O momento de maior emoção foi a leitura de um poema por Ivanir Azevedo Couto, viúva de Ernesto de Azevedo Couto. Um trecho do poema diz a dor é minha e das famílias, mas a vergonha é nacional.
Após um ano, as mulheres dos 11 mortos na P-36 não receberam nenhum tipo de indenização da Petrobras. A empresa diz que não houve dolo no acidente. As famílias receberam um seguro e ajuda de custo para pagar o estudo dos filhos. Segundo o advogado Mário Sérgio Pinheiro, a Petrobras já deixou claro que não pretende pagar indenizações.
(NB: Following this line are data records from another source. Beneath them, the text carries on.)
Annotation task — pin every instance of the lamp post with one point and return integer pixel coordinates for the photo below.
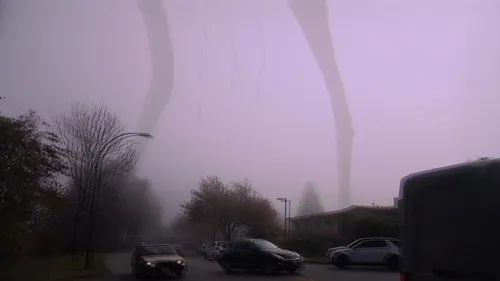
(289, 219)
(98, 172)
(283, 199)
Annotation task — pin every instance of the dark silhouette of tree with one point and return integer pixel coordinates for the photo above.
(230, 206)
(310, 202)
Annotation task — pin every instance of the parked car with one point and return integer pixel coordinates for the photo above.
(212, 252)
(370, 251)
(150, 260)
(260, 255)
(352, 244)
(201, 249)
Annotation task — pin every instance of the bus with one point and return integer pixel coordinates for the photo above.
(450, 223)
O fato de os mortos estarem em local de trabalho é um dos motivos para o pedido da indenização. Todos os relatórios - tanto da ANP (Agência Nacional do Petróleo), e do Crea (Conselho Regional de Engenharia, Arquitetura e Agronomia) - mostram que a Petrobras contribuiu decisivamente para o acidente. As indenizações por danos materiais e morais poderão chegar até R$ 50 milhões para cada família, segundo o advogado das vítimas. O valor foi estimado com base na multa ambiental paga pela estatal em acidente ocorrido na Baía de Guanabara.
As viúvas dos 11 mortos na plataforma e o Sindicato dos Petroleiros querem entrar com ação de indenização na Justiça internacional contra o fabricante da válvula defeituosa que teria causado a explosão. A plataforma foi montada no exterior. Os advogados só aguardam que o nome do fabricante seja revelado para irem aos tribunais.